Slow count query

grempelsgabriel · June 25, 2018, 6:42am

Hi, we recently started with couchbase and n1ql is the best but we have some problem with pagination.
We use couchbase community edition 5 with one bucket and 2.000.000 documents.

This is the problem:
if we run query "SELECT COUNT(*) FROM bucket" return in 11.83ms, but if we run query “SELECT COUNT(*) FROM bucket WHERE attr_name=1” server response in 17.38s.
All the documents have attr_name equal to 1 and it’s indexed. On production we will have 30.000.000 docs.

Indexes on server :

"CREATE PRIMARY INDEX index-name ON bucket"
“CREATE INDEX second-index ON bucket(attr_name)”

How can i reduce the query count time?

vsr1 · June 25, 2018, 12:51pm

SELECT COUNT(*) FROM bucket;
Above query has no predicate that means it need to count all the documents in the bucket. So it uses bucket statistics. so it is fast.

SELECT COUNT(*) FROM bucket WHERE attr_name=1;
CREATE INDEX second-index ON bucket(attr_name)

Uses IndexCountScan which uses index to count the values. Which is taking time.

grempelsgabriel · June 25, 2018, 5:40pm

ok, how can i count faster?

grempelsgabriel · June 27, 2018, 4:37am

is there any way to speed up the count process?
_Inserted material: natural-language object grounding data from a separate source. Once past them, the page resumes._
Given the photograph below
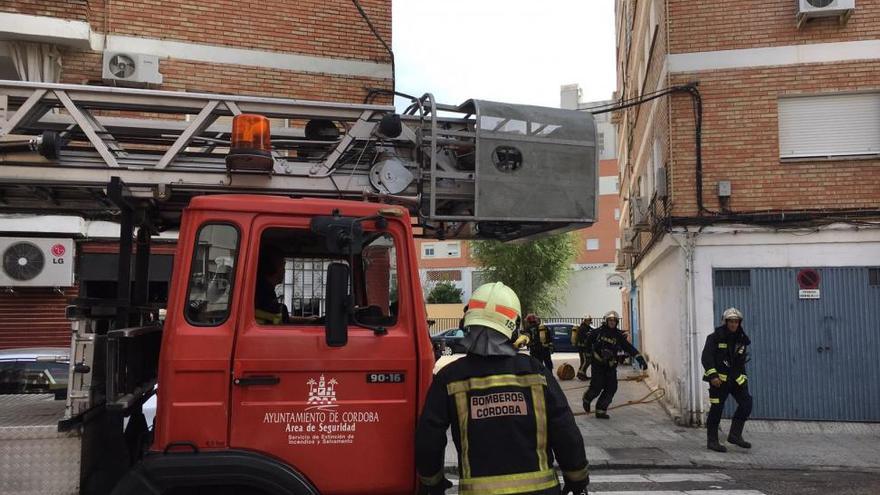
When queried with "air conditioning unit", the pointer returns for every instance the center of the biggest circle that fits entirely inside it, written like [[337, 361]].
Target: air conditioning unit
[[623, 262], [627, 242], [810, 9], [639, 209], [660, 181], [131, 69], [36, 262]]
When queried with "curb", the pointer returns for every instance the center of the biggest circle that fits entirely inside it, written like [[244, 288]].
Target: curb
[[612, 465]]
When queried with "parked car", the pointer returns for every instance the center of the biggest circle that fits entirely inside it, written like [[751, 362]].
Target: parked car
[[448, 342], [35, 370], [562, 336]]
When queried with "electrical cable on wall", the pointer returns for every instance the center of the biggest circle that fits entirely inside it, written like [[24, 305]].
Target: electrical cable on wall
[[378, 37]]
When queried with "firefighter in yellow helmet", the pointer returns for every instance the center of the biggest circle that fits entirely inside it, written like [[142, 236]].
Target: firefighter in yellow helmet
[[579, 336], [488, 395], [604, 344], [724, 360]]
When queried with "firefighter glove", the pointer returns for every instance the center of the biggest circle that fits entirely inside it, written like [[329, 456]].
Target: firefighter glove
[[521, 341], [438, 489], [575, 487]]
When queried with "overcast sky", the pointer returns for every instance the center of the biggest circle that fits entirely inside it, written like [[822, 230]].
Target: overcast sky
[[515, 51]]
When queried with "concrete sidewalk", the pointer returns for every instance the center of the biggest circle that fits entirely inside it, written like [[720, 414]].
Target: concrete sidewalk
[[644, 436]]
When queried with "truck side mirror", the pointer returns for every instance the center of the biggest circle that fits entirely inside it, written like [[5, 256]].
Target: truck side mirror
[[338, 301]]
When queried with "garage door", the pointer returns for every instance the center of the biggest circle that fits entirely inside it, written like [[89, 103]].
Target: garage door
[[815, 339]]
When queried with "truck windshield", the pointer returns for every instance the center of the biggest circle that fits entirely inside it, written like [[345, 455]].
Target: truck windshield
[[292, 272]]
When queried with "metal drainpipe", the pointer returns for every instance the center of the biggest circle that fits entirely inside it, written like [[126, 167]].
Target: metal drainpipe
[[694, 413], [694, 344]]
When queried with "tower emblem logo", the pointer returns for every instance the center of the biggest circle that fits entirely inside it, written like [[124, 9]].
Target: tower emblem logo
[[322, 393]]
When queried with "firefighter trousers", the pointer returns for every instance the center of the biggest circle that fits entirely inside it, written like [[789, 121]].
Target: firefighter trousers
[[544, 357], [717, 397], [584, 356], [603, 385]]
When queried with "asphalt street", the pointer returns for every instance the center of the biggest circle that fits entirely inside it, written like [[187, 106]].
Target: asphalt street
[[730, 482]]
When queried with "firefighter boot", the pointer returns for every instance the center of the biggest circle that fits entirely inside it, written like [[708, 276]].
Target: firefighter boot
[[735, 435], [712, 443]]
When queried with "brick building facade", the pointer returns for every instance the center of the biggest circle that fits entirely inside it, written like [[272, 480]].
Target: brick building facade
[[790, 145], [312, 50]]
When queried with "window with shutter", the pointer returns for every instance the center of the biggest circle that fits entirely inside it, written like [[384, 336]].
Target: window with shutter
[[829, 125]]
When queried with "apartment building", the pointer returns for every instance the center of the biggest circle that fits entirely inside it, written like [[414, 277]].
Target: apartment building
[[312, 50], [749, 178]]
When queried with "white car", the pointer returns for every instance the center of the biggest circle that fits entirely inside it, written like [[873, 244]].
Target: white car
[[35, 370]]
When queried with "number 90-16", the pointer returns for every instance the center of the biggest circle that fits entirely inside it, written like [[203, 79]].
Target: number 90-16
[[385, 378]]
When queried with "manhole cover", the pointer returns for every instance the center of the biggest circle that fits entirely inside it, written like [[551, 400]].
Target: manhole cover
[[642, 453]]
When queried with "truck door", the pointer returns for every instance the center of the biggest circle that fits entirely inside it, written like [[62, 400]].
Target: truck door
[[342, 416]]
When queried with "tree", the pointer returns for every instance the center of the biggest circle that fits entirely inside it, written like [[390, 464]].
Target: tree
[[445, 293], [536, 270]]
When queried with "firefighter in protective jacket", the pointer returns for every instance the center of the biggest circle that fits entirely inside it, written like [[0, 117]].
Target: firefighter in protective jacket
[[604, 344], [579, 336], [509, 417], [540, 340], [724, 360]]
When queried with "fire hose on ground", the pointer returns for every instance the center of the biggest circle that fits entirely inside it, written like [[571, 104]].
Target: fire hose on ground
[[654, 395]]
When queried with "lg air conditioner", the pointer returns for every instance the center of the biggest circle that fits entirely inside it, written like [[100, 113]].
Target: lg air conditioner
[[811, 9], [36, 262], [131, 69]]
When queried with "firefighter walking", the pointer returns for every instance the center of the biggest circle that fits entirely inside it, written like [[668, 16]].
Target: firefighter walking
[[509, 417], [579, 337], [540, 340], [604, 343], [724, 360]]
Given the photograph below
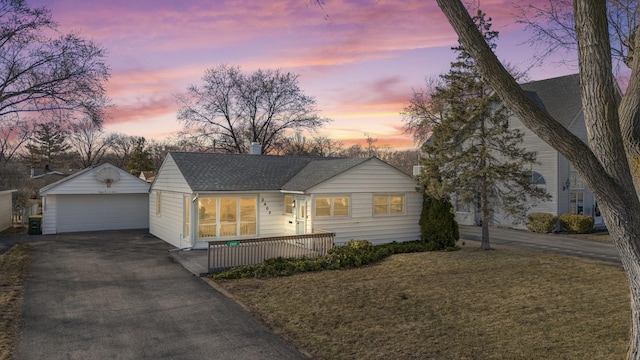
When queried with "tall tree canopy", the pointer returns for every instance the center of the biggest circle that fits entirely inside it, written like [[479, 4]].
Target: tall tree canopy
[[613, 126], [473, 154], [234, 109], [42, 70]]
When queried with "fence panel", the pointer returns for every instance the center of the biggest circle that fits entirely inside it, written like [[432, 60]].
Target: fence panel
[[225, 254]]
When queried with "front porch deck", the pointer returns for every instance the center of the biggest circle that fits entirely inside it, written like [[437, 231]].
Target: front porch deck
[[221, 255]]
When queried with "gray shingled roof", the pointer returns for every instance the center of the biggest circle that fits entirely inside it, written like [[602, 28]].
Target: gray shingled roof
[[560, 96], [244, 172]]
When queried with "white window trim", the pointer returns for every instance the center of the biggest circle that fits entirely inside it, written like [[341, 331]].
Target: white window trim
[[331, 206], [238, 217], [389, 213]]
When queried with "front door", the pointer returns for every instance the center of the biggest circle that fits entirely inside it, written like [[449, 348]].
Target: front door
[[597, 216], [301, 215]]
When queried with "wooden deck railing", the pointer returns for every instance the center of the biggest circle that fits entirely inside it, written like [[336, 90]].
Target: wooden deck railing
[[225, 254]]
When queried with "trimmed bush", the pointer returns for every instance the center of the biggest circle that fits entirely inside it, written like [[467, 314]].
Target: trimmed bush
[[360, 244], [541, 222], [437, 223], [576, 223], [355, 254]]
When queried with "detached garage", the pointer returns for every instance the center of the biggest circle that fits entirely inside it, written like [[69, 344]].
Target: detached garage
[[102, 197]]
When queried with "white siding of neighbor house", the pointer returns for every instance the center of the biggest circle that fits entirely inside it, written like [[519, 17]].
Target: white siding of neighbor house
[[168, 224], [50, 214], [87, 183], [361, 183], [102, 212], [547, 167], [555, 169], [83, 203], [170, 178], [6, 209]]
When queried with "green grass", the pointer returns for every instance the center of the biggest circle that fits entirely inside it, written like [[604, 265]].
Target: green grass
[[14, 268], [469, 304]]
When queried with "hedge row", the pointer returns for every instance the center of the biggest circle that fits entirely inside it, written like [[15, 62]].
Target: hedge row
[[571, 223], [354, 254]]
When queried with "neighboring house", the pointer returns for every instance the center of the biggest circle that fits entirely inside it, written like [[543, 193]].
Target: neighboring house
[[6, 209], [197, 197], [102, 197], [148, 176], [40, 178], [560, 97]]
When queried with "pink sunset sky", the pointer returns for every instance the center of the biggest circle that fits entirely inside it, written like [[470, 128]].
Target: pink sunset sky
[[360, 59]]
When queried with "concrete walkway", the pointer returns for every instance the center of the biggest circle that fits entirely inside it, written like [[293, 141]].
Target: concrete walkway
[[553, 243], [117, 295]]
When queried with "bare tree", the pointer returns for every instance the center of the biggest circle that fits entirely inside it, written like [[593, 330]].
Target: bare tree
[[39, 73], [324, 146], [121, 148], [553, 24], [158, 151], [14, 133], [403, 160], [88, 142], [613, 127], [423, 111], [235, 109]]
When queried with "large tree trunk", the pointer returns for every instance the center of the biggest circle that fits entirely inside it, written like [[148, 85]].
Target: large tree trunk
[[612, 129]]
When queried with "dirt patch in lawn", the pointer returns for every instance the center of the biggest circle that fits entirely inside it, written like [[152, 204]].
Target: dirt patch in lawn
[[14, 268], [470, 304]]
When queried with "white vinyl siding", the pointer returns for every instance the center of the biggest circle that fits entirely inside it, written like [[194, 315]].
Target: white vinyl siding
[[169, 224], [83, 203], [170, 178], [378, 230], [101, 212], [6, 209], [360, 184], [288, 204]]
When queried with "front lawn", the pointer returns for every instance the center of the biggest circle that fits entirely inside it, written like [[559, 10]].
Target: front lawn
[[14, 268], [467, 304]]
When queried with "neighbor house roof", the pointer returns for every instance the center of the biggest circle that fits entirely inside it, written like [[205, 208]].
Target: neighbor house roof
[[245, 172], [65, 179], [560, 97]]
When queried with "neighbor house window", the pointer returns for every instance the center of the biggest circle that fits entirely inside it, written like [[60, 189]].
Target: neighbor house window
[[227, 216], [323, 206], [332, 206], [460, 205], [537, 179], [288, 204], [388, 204], [576, 202]]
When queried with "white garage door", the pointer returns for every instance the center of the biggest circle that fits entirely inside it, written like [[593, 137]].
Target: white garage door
[[102, 212]]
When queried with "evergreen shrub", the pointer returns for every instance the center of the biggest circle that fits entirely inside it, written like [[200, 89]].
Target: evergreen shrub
[[541, 222], [437, 223], [576, 223], [354, 254]]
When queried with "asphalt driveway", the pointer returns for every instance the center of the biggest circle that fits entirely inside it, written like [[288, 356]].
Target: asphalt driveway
[[117, 295]]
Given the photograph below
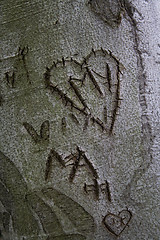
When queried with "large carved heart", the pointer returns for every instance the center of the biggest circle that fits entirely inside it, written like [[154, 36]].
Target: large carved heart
[[117, 223]]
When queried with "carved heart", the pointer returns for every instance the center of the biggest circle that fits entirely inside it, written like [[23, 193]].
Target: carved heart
[[117, 223]]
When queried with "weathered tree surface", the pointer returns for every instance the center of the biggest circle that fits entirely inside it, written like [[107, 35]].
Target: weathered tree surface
[[79, 119]]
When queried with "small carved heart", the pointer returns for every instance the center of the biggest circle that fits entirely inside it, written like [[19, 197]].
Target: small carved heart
[[117, 223]]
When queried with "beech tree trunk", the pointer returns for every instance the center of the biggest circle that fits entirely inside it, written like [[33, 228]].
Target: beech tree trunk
[[80, 128]]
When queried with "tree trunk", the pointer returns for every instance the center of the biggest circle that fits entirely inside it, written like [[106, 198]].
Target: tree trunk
[[79, 107]]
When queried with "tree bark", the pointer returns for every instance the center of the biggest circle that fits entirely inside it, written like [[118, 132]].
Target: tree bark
[[80, 119]]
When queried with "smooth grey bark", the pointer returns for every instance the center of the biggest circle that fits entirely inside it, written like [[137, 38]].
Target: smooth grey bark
[[80, 119]]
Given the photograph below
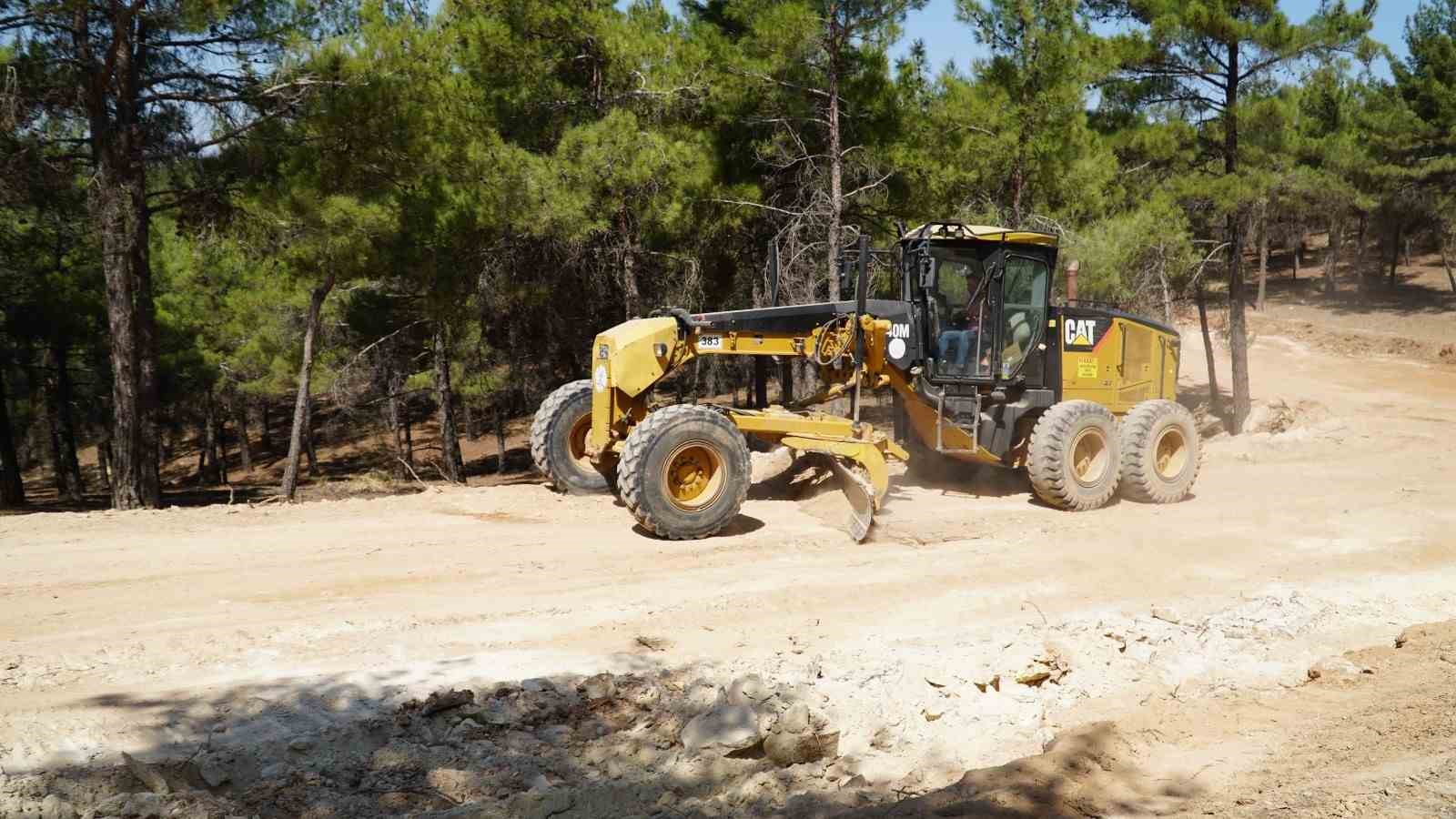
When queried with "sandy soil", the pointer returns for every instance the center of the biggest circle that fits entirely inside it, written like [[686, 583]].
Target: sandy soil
[[1165, 649]]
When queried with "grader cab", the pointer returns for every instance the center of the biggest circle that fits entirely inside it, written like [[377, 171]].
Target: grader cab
[[982, 366]]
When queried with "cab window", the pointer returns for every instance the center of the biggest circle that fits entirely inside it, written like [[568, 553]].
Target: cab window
[[963, 322], [1024, 312]]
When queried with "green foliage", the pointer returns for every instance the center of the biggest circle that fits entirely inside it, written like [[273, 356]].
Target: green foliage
[[517, 174]]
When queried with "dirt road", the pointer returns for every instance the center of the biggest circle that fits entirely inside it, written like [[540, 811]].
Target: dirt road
[[142, 632]]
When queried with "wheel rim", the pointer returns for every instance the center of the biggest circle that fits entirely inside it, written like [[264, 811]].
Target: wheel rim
[[1171, 453], [577, 442], [693, 475], [1089, 457]]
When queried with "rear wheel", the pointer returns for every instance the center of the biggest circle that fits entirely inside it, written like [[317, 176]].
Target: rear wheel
[[1161, 452], [1075, 455], [684, 472], [560, 435]]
vsr1 · June 27, 2018, 5:04am

Do EXPLAN and check if it uses IndexCountScan. If already using other options using MOI Indexes (Requires EE version)

grempelsgabriel · June 27, 2018, 5:36am

If we add 2 more index servers and create index with num_replica 2, it will be faster? Or maybe a bigger server with more cors and rams?

{
  "plan": {
    "#operator": "Sequence",
    "~children": [
      {
        "#operator": "IndexCountScan2",
        "covers": [
          "cover ((`logs`.`id_domain`))",
          "cover ((meta(`logs`).`id`))"
        ],
        "index": "logs_domain",
        "index_id": "d95775b56506cbb5",
        "keyspace": "logs",
        "namespace": "default",
        "spans": [
          {
            "exact": true,
            "range": [
              {
                "high": "1",
                "inclusion": 3,
                "low": "1"
              }
            ]
          }
        ],
        "using": "gsi"
      },
      {
        "#operator": "IndexCountProject",
        "result_terms": [
          {
            "expr": "count(*)"
          }
        ]
      }
    ]
  },
  "text": "SELECT COUNT(*) FROM logs WHERE id_domain=1;"
}

deepkaran.salooja · June 27, 2018, 9:09pm

Adding more replica would not improve the scan latency of a single scan. You can try with MOI(memory optimized indexes) in EE version or use partitioned indexes(in Couchbase Server 5.5 EE) which would process the query in parallel across partitions and lead to much improved scan latency.

alpcan.yildiz · December 19, 2018, 8:18pm

Did you solve the problem ?